Lead-acid batteries have -approximately- linear discharge curves and are therefore more easily monitored through their open-circuit voltage. Is there a way to monitor their SoC without disconnecting them from the circuit? (For example, when they are being charged/discharged.)

This article claims that you need to disconnect the batteries for at least a few hours in order to get proper measurements:

the battery needs to rest in the open circuit state for at least four hours

I am trying to build a monitoring system for solar batteries and this method wouldn't be usable if I need to disconnect the batteries every time I want to measure their SoC. Also, does this mean that monitoring through the output of a voltage divider will cause inaccuracies because of chemical imbalances caused by the current going through the voltage divider?

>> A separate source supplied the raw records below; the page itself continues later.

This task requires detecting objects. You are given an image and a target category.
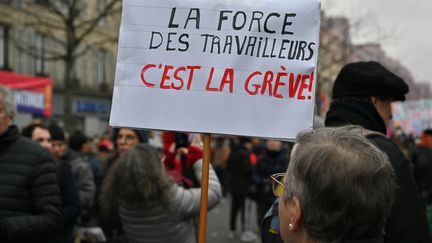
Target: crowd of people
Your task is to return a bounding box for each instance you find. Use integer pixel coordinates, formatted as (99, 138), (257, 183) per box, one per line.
(0, 62), (432, 243)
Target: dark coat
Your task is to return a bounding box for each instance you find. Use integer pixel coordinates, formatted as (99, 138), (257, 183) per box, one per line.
(61, 149), (96, 210)
(326, 99), (432, 243)
(0, 126), (63, 243)
(50, 162), (81, 243)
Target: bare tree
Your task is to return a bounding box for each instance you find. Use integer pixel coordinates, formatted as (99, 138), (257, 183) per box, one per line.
(18, 0), (121, 131)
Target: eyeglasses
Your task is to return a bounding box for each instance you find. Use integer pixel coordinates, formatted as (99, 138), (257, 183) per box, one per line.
(270, 173), (286, 197)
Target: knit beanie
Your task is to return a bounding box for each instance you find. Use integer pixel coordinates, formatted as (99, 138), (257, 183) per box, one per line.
(113, 128), (148, 144)
(48, 123), (66, 141)
(332, 61), (409, 101)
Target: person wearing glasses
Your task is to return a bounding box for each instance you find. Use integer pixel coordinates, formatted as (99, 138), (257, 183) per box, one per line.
(271, 126), (396, 243)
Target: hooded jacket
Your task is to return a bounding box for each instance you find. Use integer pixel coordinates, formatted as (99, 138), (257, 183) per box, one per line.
(0, 126), (63, 243)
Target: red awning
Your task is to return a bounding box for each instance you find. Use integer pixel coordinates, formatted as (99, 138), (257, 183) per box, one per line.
(0, 71), (54, 117)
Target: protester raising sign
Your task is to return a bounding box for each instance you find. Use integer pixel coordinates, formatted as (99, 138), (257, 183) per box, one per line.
(110, 0), (320, 138)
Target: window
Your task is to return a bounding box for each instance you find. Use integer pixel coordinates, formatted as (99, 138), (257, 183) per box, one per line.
(0, 25), (9, 69)
(98, 0), (107, 25)
(97, 49), (107, 84)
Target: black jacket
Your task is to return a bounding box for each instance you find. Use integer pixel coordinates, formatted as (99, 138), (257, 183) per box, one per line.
(49, 161), (81, 243)
(228, 146), (252, 197)
(326, 99), (432, 243)
(0, 126), (63, 243)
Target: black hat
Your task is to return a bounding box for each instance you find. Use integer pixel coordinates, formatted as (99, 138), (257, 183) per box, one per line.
(69, 131), (89, 151)
(48, 123), (66, 141)
(332, 62), (409, 101)
(112, 128), (149, 143)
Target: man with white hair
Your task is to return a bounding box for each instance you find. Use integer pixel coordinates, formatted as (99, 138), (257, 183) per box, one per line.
(0, 86), (63, 243)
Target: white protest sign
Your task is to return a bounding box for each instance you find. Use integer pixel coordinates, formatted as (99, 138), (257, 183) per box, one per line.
(110, 0), (320, 138)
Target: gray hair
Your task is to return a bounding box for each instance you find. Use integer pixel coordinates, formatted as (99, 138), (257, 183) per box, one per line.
(112, 144), (173, 208)
(0, 85), (17, 119)
(284, 126), (396, 242)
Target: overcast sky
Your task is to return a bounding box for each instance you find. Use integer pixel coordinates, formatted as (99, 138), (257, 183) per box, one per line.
(322, 0), (432, 83)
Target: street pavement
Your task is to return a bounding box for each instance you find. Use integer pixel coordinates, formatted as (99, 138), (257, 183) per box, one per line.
(207, 197), (261, 243)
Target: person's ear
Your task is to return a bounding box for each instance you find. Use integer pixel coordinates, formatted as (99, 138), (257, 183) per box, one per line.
(288, 197), (302, 231)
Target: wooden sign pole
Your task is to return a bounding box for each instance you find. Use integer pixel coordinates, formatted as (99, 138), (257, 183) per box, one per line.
(198, 133), (211, 243)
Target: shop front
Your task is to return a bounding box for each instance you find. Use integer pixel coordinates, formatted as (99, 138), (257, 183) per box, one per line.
(0, 71), (54, 126)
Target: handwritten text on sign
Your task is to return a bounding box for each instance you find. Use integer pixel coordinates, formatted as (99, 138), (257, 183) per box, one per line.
(110, 0), (319, 138)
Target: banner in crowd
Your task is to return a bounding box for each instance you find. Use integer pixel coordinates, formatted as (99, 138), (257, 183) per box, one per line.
(392, 99), (432, 136)
(110, 0), (320, 138)
(0, 71), (54, 117)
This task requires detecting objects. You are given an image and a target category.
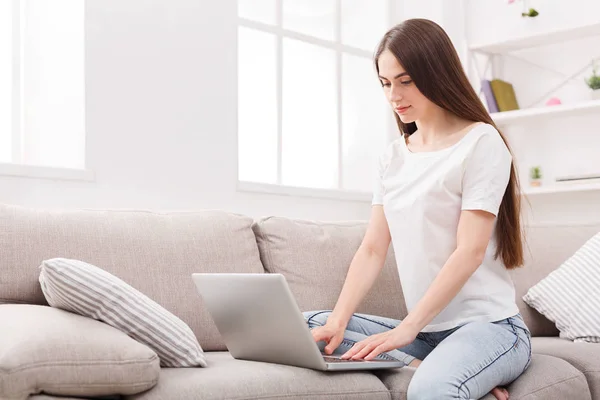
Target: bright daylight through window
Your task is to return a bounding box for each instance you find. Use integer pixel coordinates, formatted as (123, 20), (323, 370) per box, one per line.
(238, 0), (393, 192)
(0, 0), (85, 169)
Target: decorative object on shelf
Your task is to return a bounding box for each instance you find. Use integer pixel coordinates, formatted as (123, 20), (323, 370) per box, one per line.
(508, 0), (540, 18)
(481, 79), (499, 113)
(490, 79), (519, 111)
(585, 60), (600, 100)
(556, 173), (600, 183)
(529, 166), (542, 187)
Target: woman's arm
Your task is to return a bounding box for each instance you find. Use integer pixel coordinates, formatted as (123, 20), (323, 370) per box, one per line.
(342, 210), (496, 360)
(328, 205), (391, 327)
(400, 210), (496, 332)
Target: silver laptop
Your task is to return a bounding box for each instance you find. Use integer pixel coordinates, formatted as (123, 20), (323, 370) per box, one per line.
(192, 273), (405, 371)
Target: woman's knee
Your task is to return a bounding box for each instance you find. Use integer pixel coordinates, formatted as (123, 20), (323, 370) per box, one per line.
(406, 369), (470, 400)
(302, 310), (331, 329)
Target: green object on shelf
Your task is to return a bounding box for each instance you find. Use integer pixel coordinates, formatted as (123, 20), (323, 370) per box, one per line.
(585, 61), (600, 90)
(521, 8), (540, 17)
(490, 79), (519, 111)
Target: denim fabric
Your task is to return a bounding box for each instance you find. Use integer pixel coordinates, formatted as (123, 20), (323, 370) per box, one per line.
(304, 310), (531, 400)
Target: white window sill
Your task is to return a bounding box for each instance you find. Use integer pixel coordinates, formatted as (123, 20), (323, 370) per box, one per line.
(237, 181), (372, 203)
(0, 163), (96, 182)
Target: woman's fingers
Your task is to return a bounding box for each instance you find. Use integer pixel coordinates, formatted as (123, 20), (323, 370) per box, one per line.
(325, 335), (344, 354)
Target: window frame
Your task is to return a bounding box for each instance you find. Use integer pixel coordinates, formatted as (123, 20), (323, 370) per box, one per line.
(0, 0), (95, 182)
(235, 0), (397, 202)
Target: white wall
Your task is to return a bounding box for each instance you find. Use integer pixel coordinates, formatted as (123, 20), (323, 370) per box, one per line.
(0, 0), (370, 220)
(0, 0), (600, 225)
(464, 0), (600, 222)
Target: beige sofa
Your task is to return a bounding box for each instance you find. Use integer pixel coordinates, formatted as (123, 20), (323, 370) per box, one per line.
(0, 205), (600, 400)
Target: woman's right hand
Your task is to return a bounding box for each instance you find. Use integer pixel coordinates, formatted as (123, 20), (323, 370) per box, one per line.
(311, 321), (346, 354)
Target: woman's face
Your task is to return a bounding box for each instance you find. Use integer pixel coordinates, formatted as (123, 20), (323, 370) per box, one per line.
(377, 49), (434, 123)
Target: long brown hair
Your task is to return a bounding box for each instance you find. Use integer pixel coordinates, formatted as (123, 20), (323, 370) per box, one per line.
(374, 18), (523, 269)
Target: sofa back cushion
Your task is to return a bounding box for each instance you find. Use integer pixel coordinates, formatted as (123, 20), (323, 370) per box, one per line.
(511, 223), (600, 336)
(254, 217), (406, 319)
(0, 205), (264, 350)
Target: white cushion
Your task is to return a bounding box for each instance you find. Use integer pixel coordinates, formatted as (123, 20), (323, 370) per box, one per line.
(39, 258), (207, 367)
(523, 233), (600, 343)
(0, 304), (160, 400)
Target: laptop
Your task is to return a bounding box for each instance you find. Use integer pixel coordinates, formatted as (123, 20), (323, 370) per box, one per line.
(192, 273), (405, 371)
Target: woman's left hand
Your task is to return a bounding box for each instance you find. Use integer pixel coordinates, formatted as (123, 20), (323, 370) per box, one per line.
(341, 324), (419, 361)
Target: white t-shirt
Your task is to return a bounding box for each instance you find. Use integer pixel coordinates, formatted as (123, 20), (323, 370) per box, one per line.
(372, 124), (519, 332)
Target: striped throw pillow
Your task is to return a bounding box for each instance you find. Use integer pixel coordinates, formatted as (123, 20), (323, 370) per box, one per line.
(39, 258), (207, 367)
(523, 233), (600, 343)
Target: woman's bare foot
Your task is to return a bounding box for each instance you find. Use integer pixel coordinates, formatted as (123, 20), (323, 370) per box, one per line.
(490, 387), (508, 400)
(408, 358), (423, 368)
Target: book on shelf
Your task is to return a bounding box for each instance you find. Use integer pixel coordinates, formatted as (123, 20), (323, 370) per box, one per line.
(490, 79), (519, 112)
(481, 79), (499, 113)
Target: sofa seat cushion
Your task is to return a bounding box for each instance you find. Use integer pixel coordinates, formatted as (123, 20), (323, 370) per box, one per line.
(531, 337), (600, 399)
(0, 304), (160, 400)
(0, 204), (264, 350)
(375, 354), (591, 400)
(126, 352), (389, 400)
(253, 217), (407, 319)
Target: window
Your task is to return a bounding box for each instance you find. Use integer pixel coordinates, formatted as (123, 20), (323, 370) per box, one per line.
(238, 0), (394, 192)
(0, 0), (85, 169)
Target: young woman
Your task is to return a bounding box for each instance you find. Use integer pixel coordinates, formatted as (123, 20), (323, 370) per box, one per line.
(304, 19), (531, 400)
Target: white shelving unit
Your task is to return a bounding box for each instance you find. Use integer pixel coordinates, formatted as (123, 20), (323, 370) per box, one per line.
(490, 100), (600, 125)
(469, 22), (600, 54)
(522, 182), (600, 196)
(468, 22), (600, 196)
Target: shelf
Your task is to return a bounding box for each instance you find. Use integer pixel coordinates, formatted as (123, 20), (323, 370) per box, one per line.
(469, 22), (600, 54)
(523, 182), (600, 195)
(490, 100), (600, 125)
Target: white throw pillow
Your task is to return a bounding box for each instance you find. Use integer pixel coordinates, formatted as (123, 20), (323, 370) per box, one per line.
(523, 233), (600, 343)
(39, 258), (207, 367)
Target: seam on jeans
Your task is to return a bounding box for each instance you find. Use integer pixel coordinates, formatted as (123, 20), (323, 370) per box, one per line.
(521, 375), (590, 400)
(340, 338), (396, 364)
(306, 310), (330, 326)
(458, 318), (519, 398)
(353, 314), (396, 329)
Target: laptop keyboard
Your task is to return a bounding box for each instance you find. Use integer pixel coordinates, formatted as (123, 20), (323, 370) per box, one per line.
(323, 356), (365, 362)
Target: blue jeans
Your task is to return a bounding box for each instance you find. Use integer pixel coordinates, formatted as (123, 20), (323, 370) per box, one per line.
(304, 311), (531, 400)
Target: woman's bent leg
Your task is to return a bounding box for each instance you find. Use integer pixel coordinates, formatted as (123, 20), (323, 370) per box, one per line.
(407, 316), (531, 400)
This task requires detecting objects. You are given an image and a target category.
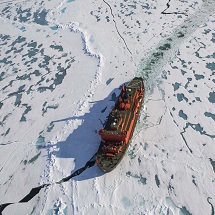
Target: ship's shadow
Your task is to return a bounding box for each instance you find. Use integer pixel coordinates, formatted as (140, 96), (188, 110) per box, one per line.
(49, 88), (120, 181)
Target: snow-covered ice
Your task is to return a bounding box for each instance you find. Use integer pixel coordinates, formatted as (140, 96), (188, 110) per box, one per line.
(0, 0), (215, 215)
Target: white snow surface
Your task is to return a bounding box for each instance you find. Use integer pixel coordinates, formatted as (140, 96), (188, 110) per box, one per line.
(0, 0), (215, 215)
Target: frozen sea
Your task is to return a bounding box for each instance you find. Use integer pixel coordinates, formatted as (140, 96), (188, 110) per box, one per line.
(0, 0), (215, 215)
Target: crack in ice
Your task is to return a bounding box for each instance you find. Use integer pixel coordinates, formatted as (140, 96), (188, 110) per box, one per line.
(103, 0), (132, 55)
(0, 153), (97, 215)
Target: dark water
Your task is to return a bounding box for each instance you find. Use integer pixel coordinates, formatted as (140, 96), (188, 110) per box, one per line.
(0, 154), (96, 215)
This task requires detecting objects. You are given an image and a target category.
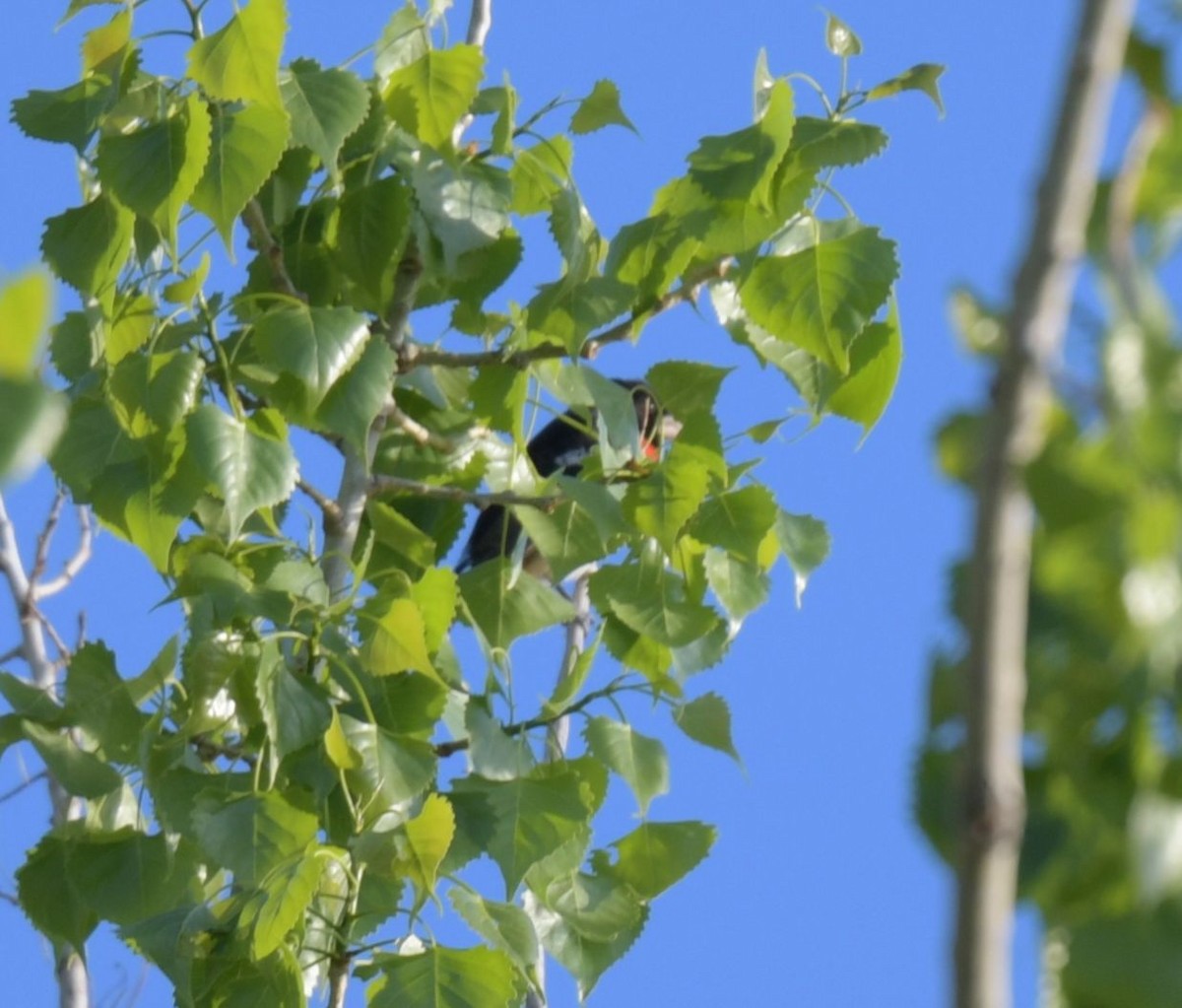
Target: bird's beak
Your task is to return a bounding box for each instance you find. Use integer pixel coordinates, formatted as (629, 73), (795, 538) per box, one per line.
(661, 413), (681, 441)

  • \$\begingroup\$ With some difficulty. If you know the internal resistance, you can make a first order approximation from the voltage and current. How accurate SOC do you need? \$\endgroup\$
    – winny
    Commented Oct 23, 2021 at 22:16
  • \$\begingroup\$ (1) Can you keep charged spares, swap one of them for the battery you want to test, then test the swapped-out battery after a few hours? (2) Are the batteries in continual use, so that there is never a specific moment when you know they are fully charged? \$\endgroup\$
    – jonk
    Commented Oct 23, 2021 at 22:17
  • \$\begingroup\$ @jonk (1) No, that won't be possible unfortunately. (2) yes, the batteries are being used continuously since they are used for storing solar energy and providing it for home appliances. \$\endgroup\$
    – A.H.Z
    Commented Oct 23, 2021 at 22:22
  • \$\begingroup\$ @A.H.Z Then before you can consider any approach, this topic is going to require significant prior study of existing research. Lead-acid batteries aren't "a thing." Some are made far, far better than others -- back in the day we allowed a week's time for the curing phase before placing the plates into a battery for use. Today, that almost seems to be on the order of minutes to an hour (for car batteries, anyway.) If that. They are not the same today, as once. But you may be sourcing these from forklift systems. I don't know. \$\endgroup\$
    – jonk
    Commented Oct 23, 2021 at 22:28
  • \$\begingroup\$ @A.H.Z Also, charging causes the returning lead to form little bubbles around which the lead solidifies, forming a kind of honeycomb structure. So snap-reverse during charging can shake these from the surfaces leading to a better, more uniform return of lead to the plates. So the charging process itself also affects the long-term battery condition. I think a viable solution, workable over a long period of time, will need to include many, many details. So that's why the need for substantial study. Batteries age. That will need to be a factor in your equations. \$\endgroup\$
    – jonk
    Commented Oct 23, 2021 at 22:30

1 Answer 1


Partially. But you will also need to monitor the current.

While there are many algorithms for SoC (State of Charge) estimation, the classic one uses two components: voltage translation and Coulomb counting.

  • Voltage Translation estimates the SoC from the OCV (Open Circuit Voltage), at zero current and after some rest time)
  • Coulomb Counting calculates the relative change is charge by integrating the measured current and adjusting for battery capacity; this works regardless of voltage sag during use

Each of these has limitations, but the two together can give an acceptable estimate of SoC.

A white paper I wrote goes into some detail.